One of the most successful horses bred at Rokeby was Sea Hero, who was responsible for
$2,929,869 of the over 30 million in earnings. If you ever get the chance to visit Saratoga Park Racecourse in New York there is a statue of Sea Hero overlooking the park but not many people know there is actually a second statue at the National Sporting Library. Sea hero was responsible for Mellon’s first Kentucky Derby win and this made Mellon the first owner to win at the Kentucky Derby, The Derby, and the Prix de l’Arc de Triomphe, an impressive feat and a testament to the breeding program at Rokeby Stables.

As you can probably tell by the list of wins while Mellon’s property was in Virginia and he had great success in the American race scene his horses also went on to great successes around the world including in the European horse racing circuit.

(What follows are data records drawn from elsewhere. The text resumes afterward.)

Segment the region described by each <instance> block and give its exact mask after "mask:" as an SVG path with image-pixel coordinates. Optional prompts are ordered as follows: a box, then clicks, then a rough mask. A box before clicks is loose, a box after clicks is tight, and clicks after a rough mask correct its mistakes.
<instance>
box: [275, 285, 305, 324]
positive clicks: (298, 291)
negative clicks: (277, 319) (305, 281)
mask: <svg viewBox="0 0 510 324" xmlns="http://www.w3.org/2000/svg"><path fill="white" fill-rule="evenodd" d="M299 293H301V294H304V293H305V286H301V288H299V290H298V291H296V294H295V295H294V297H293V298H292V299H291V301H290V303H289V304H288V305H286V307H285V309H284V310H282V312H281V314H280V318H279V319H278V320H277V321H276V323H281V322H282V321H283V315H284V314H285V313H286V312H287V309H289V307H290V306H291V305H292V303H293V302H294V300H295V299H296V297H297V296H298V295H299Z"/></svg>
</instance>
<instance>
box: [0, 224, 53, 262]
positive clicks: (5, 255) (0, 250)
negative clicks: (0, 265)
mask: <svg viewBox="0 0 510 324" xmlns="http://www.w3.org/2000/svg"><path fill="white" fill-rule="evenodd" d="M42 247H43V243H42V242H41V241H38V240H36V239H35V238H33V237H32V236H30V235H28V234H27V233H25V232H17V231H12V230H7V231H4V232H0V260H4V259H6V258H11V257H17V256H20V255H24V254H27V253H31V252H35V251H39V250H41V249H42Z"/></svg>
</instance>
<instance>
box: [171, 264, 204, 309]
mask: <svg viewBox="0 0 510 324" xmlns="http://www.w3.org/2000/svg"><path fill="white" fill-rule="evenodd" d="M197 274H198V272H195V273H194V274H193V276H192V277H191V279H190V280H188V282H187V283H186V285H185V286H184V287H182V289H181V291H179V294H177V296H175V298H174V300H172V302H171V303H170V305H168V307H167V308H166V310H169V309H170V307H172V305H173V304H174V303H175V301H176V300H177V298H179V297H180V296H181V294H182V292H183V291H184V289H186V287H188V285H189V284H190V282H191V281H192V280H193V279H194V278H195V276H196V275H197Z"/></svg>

None were more iconic than Mill Reef, a horse you will recognize if you ever visit the Rokeby as there is a statue in the center of the property. Mill Reef was the winner of twelve of his fourteen races between 1970-1972. Including winning twice at Ascot and also the prestigious Epsom Derby.

Unfortunately his career was cut short after being found to be suffering with a virus, this was after the Coronation Cup (which Mill Reef won) at Epsom Downs Racecourse in Surrey.

Mill Reef was honored with being named the 4th best European racecourse of the 20th century and is a name that is still heard at English racecourses.

Rokeby Stables Now

The Oak Spring Garden Foundation acquired the Rokeby Estate in 2017. Part of the foundations’ mission is to include seminars and workshops to take place in the beautiful gardens and surroundings. The Oak Spring Library, which is full of rare documents and books, remains the same to this day, untouched from when the Mellons resided there and is open to both scholars and researchers by appointment.

The property is under the easement with the Virginia Outdoors Foundation, and some of the many barns and pastures are currently leased by an equine operation. There are opportunities to house foundation staff in the cottages that reside on the four hundred plus acres of land, along with the added ability to accommodate scholars and artists, wishing to visit the library to browse over the collection of books and manuscripts of Bunny Mellons.

The foundation plans to utilize Mellon’s gardens and production greenhouses, fitting into their sustainability, science and education purposes.

All of this along with his legendary name in the racing scene Paul Mellon’s legacy lives on.